Details are in the caption following the image
The antibody level changes of different vaccines through time after vaccination. The neutralizing antibody of live severe acute respiratory syndrome coronavirus 2 (SARS-CoV-2) in three inactivated viral vaccines remained at a relatively high level during 40–70 days after vaccination (A). The receptor-binding domain (RBD)-IgG in these three vaccines reached the highest level at about 40 days, then remained stable until about day 60 (B). For two messenger RNA (mRNA) vaccines (mRNA-1273 and BNT-162b2), both the neutralizing antibody to live SARS-CoV-2 and RBD-IgG peaked around day 40 (C and D). Until 40 days after vaccination, neutralizing antibody to live SARS-CoV-2 in adenoviral vector vaccines remained increasing and did not reach the peak (E). Three vaccines with spike protein antibody results available indicated the peak time at day 40, while NVX-CoV2373, a kind of spike protein vaccine showed an extremely high level of spike protein antibody (F)
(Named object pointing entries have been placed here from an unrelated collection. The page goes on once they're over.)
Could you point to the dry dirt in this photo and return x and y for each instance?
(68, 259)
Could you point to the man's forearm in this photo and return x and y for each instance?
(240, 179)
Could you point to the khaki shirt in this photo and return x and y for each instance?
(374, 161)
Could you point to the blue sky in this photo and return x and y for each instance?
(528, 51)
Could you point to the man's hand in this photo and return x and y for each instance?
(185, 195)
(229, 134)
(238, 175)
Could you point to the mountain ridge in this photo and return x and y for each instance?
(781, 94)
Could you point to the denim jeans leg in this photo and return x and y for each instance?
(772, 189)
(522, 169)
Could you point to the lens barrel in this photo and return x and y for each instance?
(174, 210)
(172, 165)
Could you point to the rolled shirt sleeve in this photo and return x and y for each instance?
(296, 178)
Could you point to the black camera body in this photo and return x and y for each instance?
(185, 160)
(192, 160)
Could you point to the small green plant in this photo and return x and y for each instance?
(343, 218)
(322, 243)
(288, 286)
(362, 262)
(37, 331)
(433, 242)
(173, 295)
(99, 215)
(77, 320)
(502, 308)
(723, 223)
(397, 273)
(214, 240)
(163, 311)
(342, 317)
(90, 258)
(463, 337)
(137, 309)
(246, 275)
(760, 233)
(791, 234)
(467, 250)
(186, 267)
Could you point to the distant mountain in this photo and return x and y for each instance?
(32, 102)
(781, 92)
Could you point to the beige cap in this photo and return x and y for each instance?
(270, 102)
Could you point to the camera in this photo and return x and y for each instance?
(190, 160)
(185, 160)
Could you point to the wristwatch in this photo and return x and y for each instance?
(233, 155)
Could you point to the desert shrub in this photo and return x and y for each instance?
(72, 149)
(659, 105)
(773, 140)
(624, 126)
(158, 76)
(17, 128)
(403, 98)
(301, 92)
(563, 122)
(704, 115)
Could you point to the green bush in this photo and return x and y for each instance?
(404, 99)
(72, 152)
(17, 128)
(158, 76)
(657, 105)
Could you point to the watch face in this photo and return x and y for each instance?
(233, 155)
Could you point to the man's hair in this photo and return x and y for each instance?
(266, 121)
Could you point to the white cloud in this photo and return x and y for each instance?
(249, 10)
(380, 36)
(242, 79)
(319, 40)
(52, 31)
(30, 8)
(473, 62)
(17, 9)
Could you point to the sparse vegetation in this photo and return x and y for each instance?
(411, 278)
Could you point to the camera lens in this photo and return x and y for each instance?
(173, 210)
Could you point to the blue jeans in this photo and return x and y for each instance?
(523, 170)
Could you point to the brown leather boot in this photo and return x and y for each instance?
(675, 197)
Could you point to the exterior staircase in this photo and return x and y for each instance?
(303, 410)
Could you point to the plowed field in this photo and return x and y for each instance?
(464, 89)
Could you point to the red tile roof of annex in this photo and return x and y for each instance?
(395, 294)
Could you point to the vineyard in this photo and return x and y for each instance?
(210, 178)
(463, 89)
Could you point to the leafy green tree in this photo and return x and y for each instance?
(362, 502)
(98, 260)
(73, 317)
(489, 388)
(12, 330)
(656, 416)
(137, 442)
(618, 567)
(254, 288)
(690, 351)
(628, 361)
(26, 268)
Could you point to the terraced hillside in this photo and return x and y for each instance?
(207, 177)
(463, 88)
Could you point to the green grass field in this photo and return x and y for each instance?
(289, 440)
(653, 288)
We also modeled the relationship between different Abs and assessment times to better understand this question. Four vaccines were chosen because they have at least five assessment time slots. Similar to the qualitative analysis results, the RBD-IgG of mRNA-1273 reached a peak around day 35 (Figure 5A). Similarly, the RBD-IgG of Gam-COVID-Vac also peaked around day 35 (Figure 5C). The other two inactivated vaccines showed a different trend: for BIBP-CorV vaccines, their neutralizing Ab to live COVID-19 peaked during days 35–50, and BBV152 peaked after day 50 (Figure 5B,D). Besides, they both reached and maintained a high level during days 40–70. Conclusively, for mRNA and viral vector vaccines, their peak time of different Abs was later than that in inactivated virus vaccines, and RBD-IgG peaked earlier than Ab to live SARS-CoV-2.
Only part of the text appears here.